In this paper we employ quantile regression techniques to study the gender gap. Our aim is to analyze gender gaps defined not just as the differences between the means of male and female wages but across all quantiles of these wage distributions. The Machado Mata (MM hereafter) decomposition technique is used to determine, at every percentile of the wage distribution, the portion of the gap due to gender differences in labor market characteristics such as education and age -composition effect- and the portion due to gender differences in the rewards to these characteristics -price effect.

Our data comes from the Colombian Household Survey (CHS), a repeated cross-section carried out by the Statistics Department. CHS collects information on demographic and socioeconomic characteristics. We use the June 2006 wave.
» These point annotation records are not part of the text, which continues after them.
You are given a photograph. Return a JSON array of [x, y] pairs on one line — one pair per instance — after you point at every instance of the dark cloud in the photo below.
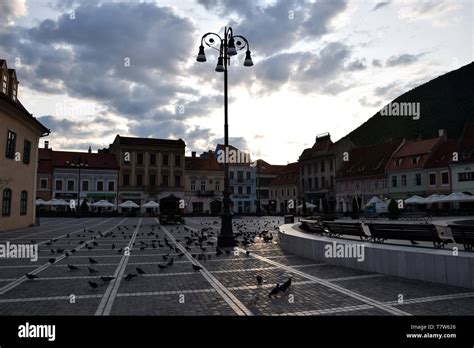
[[402, 59], [380, 5]]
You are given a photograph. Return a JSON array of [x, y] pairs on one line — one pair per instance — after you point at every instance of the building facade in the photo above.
[[96, 179], [150, 169], [363, 176], [19, 136], [285, 189], [405, 171], [317, 173], [204, 184]]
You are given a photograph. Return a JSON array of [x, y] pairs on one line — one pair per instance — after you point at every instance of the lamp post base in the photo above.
[[226, 238]]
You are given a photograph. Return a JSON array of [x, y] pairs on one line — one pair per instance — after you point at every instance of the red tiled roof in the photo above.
[[417, 149], [443, 155], [94, 160], [288, 176], [368, 160], [208, 163], [132, 141]]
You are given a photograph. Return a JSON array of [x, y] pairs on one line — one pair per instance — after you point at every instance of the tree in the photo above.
[[393, 209]]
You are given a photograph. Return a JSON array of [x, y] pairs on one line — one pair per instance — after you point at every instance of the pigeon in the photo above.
[[274, 291], [285, 285], [92, 261], [130, 276], [107, 279], [196, 267]]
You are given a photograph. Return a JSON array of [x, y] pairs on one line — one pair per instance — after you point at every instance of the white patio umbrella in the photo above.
[[103, 204], [129, 204], [457, 197], [434, 199], [151, 204], [373, 200], [415, 200], [56, 202]]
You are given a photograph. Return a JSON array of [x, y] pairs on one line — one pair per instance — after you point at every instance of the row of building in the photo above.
[[329, 175]]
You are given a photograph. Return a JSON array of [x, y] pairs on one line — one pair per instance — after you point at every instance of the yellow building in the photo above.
[[19, 137]]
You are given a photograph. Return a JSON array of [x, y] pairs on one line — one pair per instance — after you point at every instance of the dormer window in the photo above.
[[4, 84]]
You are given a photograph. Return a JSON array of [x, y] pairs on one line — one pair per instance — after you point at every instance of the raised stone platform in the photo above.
[[433, 265]]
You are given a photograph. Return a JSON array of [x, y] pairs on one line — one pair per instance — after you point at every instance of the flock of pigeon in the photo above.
[[203, 240]]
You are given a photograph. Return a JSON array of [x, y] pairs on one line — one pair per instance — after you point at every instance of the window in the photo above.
[[7, 202], [418, 179], [4, 84], [444, 178], [23, 202], [394, 181], [11, 144], [177, 181], [404, 180], [466, 176], [59, 185], [26, 152], [152, 180], [70, 185], [139, 180], [126, 179], [44, 184], [139, 158]]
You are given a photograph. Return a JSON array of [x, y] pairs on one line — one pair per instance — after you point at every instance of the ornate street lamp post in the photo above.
[[228, 46]]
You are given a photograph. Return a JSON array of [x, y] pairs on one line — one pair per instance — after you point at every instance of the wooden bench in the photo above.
[[464, 235], [411, 232], [345, 228]]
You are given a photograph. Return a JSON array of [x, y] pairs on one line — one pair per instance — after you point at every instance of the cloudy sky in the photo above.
[[92, 69]]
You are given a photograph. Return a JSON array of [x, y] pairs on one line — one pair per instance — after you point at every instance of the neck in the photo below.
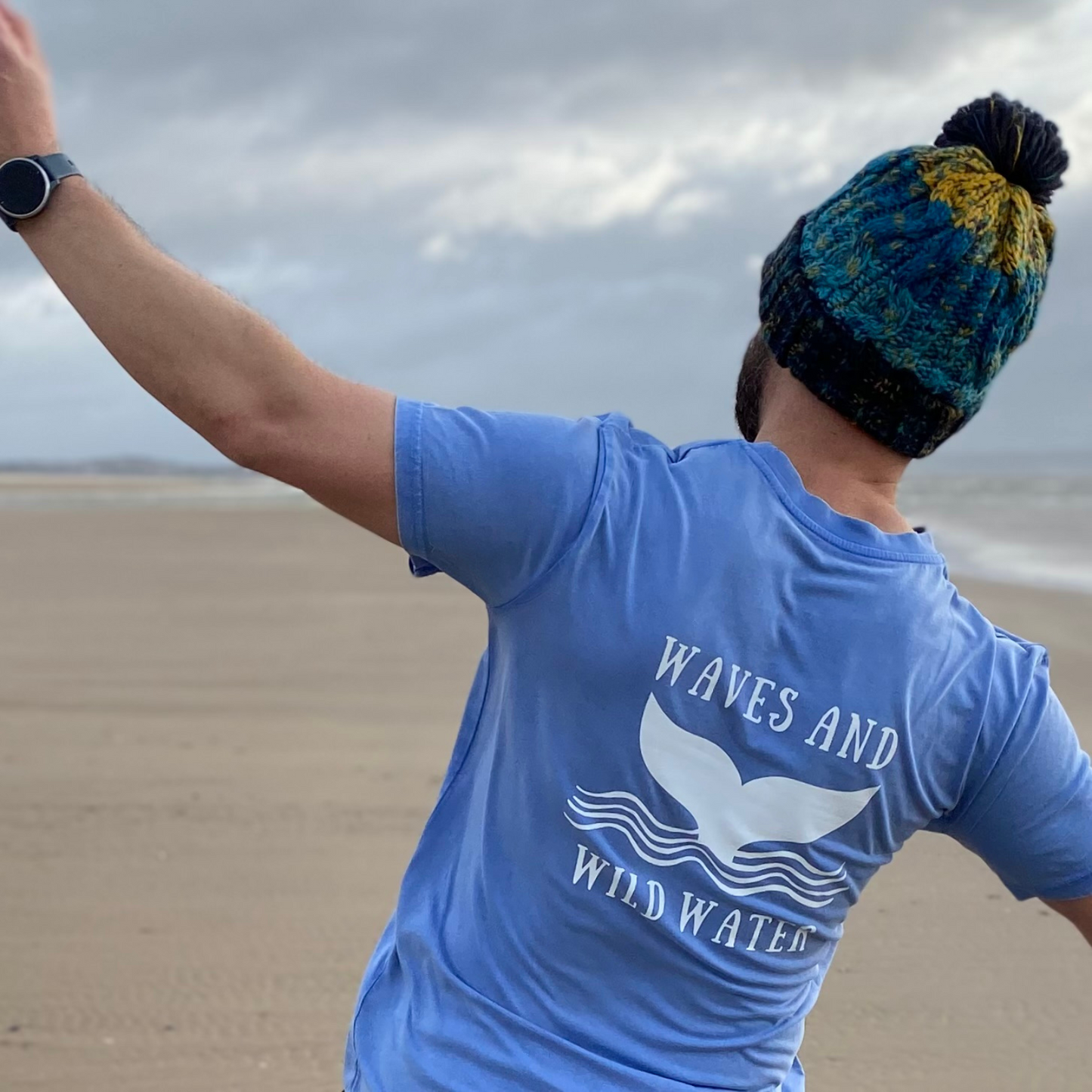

Our main finding says that men get paid significantly more than women after controlling for observable factors and the gap displays a U-shape: women's wages lie further below men's at the extremes of the distribution than around the middle of the distribution. This result complements the international literature on gender gap distributions. De la Rica, Dolado and Llorens (2008) also find a U shaped gap in data from Spain, while Albrecht, Van Vuuren and Vroman (2009) find that, in the Netherlands, the gap is larger at the top of the distribution. A substantial gender gap at the top quantiles of the wage distribution is commonly referred to as a "glass ceiling effect". We refer to the sizable gap observed at the bottom of the distribution in Spain and Colombia as a "quicksand floor effect".

Several papers decompose the gender wage gap across the distribution for different countries.^{2} However, only Albrecht, Van Vuuren and Vroman (2009) control for sample selection bias in the estimation of female wage regressions. Since female participation is far from universal in Colombia this is an important issue. We follow the extension of MM proposed by Albrecht *et al. *(2009) -AVV hereafter- in order to account for sample selection. Their approach uses the two-stage sample selection correction procedure introduced by Buchinsky (1998). This procedure combines a semiparametric binary model for the participation equation with a linear quantile regression model for the wage equation.

Our second finding says that despite having one of the highest female labor participation rates in Latin America, self selection of women into work is important in the Colombian case. If all women participated in the labor force, the observed gender wage gap would be larger by roughly 50% at all quantiles. Finally, we find that the bulk of the gender gap (both before and after controlling for selection) is explained by differences in the returns to characteristics. This is similar to what has been found in other countries (see, for example AVV).

The next Section describes the data used and presents descriptive statistics. Section III describes the metholodogy used, and results are presented in Section IV, both before and after controlling for sample selection. Sections V concludes, discusses policy implications of our results and directions for future work.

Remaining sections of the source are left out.